Many of us grew up with little or no modeling for what a lively and healthy relationship looks like. As a result, because we didn’t have that model in our younger lives, we’ve been unconsciously drawn to what was familiar as we got older. Yucky, but yet familiar! Automatically, we still found ourselves around people whose ways of relating to others replicated what we experienced in our youth. That’s natural.
Even when it’s uncomfortable, we find ourselves in repeating patterns in relationships until our awareness of the bigger picture supports our developing new roles to play in relationships.

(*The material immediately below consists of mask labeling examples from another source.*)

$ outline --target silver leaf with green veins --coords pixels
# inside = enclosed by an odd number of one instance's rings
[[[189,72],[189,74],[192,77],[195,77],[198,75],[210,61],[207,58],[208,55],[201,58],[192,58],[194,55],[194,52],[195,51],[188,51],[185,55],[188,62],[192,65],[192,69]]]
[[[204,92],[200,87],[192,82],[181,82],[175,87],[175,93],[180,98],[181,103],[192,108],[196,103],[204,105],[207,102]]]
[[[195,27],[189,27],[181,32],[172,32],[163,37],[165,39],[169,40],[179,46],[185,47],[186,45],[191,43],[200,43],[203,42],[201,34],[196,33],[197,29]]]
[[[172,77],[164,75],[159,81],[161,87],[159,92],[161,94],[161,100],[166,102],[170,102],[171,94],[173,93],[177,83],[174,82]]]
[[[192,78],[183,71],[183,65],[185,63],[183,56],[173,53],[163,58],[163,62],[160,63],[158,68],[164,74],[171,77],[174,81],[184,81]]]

I’ve found, in my own life and in working with clients, that it helps to develop a few key indicators, a baseline founded on personal experience, to signal our boundaries to ourselves. This can be particularly helpful when we’re working our way out of the old patterns and new ways of relating aren’t yet comfortable. I call the itchy-scratchy phase!
One of my key indicators, in any kind of personal relationship, is the freedom to say NO to the other person without experiencing fear. If we have pangs about the consequences if we say NO to a person we are in any kind of intimate relationship with, it bears exploring.

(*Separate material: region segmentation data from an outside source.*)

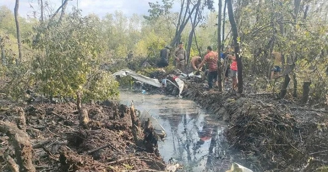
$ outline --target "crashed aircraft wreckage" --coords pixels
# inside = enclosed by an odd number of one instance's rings
[[[179,98],[182,98],[181,96],[181,93],[182,92],[184,87],[184,83],[178,77],[176,77],[173,78],[173,80],[175,81],[177,86],[173,83],[171,81],[167,79],[163,79],[162,80],[162,83],[160,83],[158,79],[150,78],[146,76],[143,76],[142,75],[138,74],[135,72],[131,71],[128,70],[123,70],[120,71],[115,72],[113,74],[113,76],[117,77],[119,76],[120,77],[126,77],[127,76],[129,76],[135,80],[137,80],[140,82],[148,84],[150,85],[155,86],[158,87],[161,87],[162,86],[166,87],[166,81],[169,81],[170,83],[172,83],[175,86],[179,88]],[[183,76],[182,77],[183,77]]]

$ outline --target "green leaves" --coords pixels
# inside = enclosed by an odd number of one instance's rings
[[[45,52],[32,62],[39,91],[50,97],[75,97],[77,91],[82,91],[85,101],[117,96],[117,84],[95,67],[103,44],[92,18],[75,10],[60,22],[50,21],[48,28],[38,28],[42,34],[33,47]],[[89,79],[95,71],[100,74]]]

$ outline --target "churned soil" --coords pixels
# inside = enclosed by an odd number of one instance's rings
[[[28,136],[26,141],[32,145],[30,152],[36,171],[156,171],[165,169],[151,124],[142,126],[133,107],[113,101],[83,104],[89,122],[81,125],[76,104],[46,101],[25,105],[7,102],[2,104],[0,111],[0,120],[4,123],[18,124],[18,111],[22,111]],[[8,136],[5,132],[0,133],[2,172],[10,171],[12,168],[6,158],[8,155],[15,161],[17,159],[14,151],[16,148]]]

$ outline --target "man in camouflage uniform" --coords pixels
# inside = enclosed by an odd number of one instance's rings
[[[175,59],[175,68],[184,72],[187,54],[183,48],[183,42],[180,42],[179,43],[178,47],[175,49],[173,55]]]

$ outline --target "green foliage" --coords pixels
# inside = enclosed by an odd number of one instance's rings
[[[105,71],[92,71],[91,76],[85,86],[84,101],[89,100],[102,101],[118,97],[118,83],[110,73]]]
[[[32,87],[34,82],[34,73],[30,71],[30,66],[23,64],[19,66],[8,65],[0,68],[0,73],[5,74],[5,76],[0,76],[1,82],[6,84],[0,87],[2,91],[11,99],[18,100],[24,98],[25,91]]]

It could be there’s nothing about the other person that’s threatening and it’s our own hard-wired fear that goes back to something that happened in the past that creates a knot in the throat when NO needs to come out. The past has come into the present moment with us and cuts us off from being there with the other person.

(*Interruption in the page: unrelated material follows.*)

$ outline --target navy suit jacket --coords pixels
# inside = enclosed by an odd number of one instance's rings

It could be something about the relationship itself that makes NO an unsafe word. The past may have come into the present moment with us and need to be unlocked so we can allow ourselves to have new kinds of experiences. The past (where we saw parents and other influential people interact in limiting ways) may need to be cleared up, so we can let go of the automatic draw we feel toward domineering, or perhaps passive aggressive partners, or those who simply cannot see (and honor!) us as human beings with our own desires and priorities.
There’s no one-size-fits-all answer when it comes to the complexity of relationship …that’s all for us to each look at for ourselves, our own explorations. A competent therapist can help with this.
Here’s what is true for me now: When we co-create relationships where NO is a word we can say without angst, relationships where what we want/need is honored by the other person, then we’re developing mindful boundaries and have the potential for a lively, invigorating, respectful relationship.
Travel lightly,
Jaylene
P.S. I must add, and this goes for all I post here, these comments are no substitute for therapy. They do not constitute professional services. They simply are my observations and experiences, which I offer in the hope they might jog a bit of personal questioning and awareness on the part of the reader and enrich my own Life experience too.